Showing posts with label Vicki Bennett. Show all posts
Showing posts with label Vicki Bennett. Show all posts

People Like Us

People Like Us, video still from The Sound Of The End Of Music, 2010

I always enjoy discovering new things and often feel a kind of comfort when I find that someone has trod a similar path before me. One does not always follow a solitary road. Recently I had been thinking about how Bill Viola did his extreme slow motion videos, and realised that it was a relatively simple effect within the software. (Sorry Bill, I don't want to denigrate the obvious technical expertise that goes into what you do). I also discovered that Brian Eno had also been doing extreme slow motion stuff back in the 70's. And I made and posted a video earlier on this month with my own clunky low-res effort in slow mo.

Which brings me to Vicki Bennett aka People Like Us. Here's the blurb: Since 1991 Vicki has been an influential figure in the field of audio visual collage, through her innovative sampling and appropriating of found footage and archives. Using collage as her main form of expression, she creates audio recordings, A/V performances, films and radio shows that communicate a humorous, dark and often surreal view on life. These collages mix, manipulate and rework original sources from both the experimental and popular worlds of music, film and radio. People Like Us believe in open access to archives for creative use. In 2006 she was the first artist to be given unrestricted access to the entire BBC Archive. People Like Us have previously shown work at Tate Modern, The Barbican, Sydney Opera House, Pompidou Centre, Maxxi in Rome and Sonar, and performed radio sessions for John Peel and Mixing It. Her back catalogue is available for free download and hosted by UbuWeb.

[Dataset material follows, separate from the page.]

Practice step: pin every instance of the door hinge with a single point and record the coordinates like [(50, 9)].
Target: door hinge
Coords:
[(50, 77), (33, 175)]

Having written a few posts back about working in the public domain, and the reaction I get from people, it is great to come across Vicki's work and successes. She is a total inspiration, and reminds me of the quote from Max Ernst about the excitement of discovering collage and photomontage back in the early dada days. "It is something like the alchemy of the visual image. The miracle of total transfiguration of beings and objects with or without modification of their physical or anatomical appearance".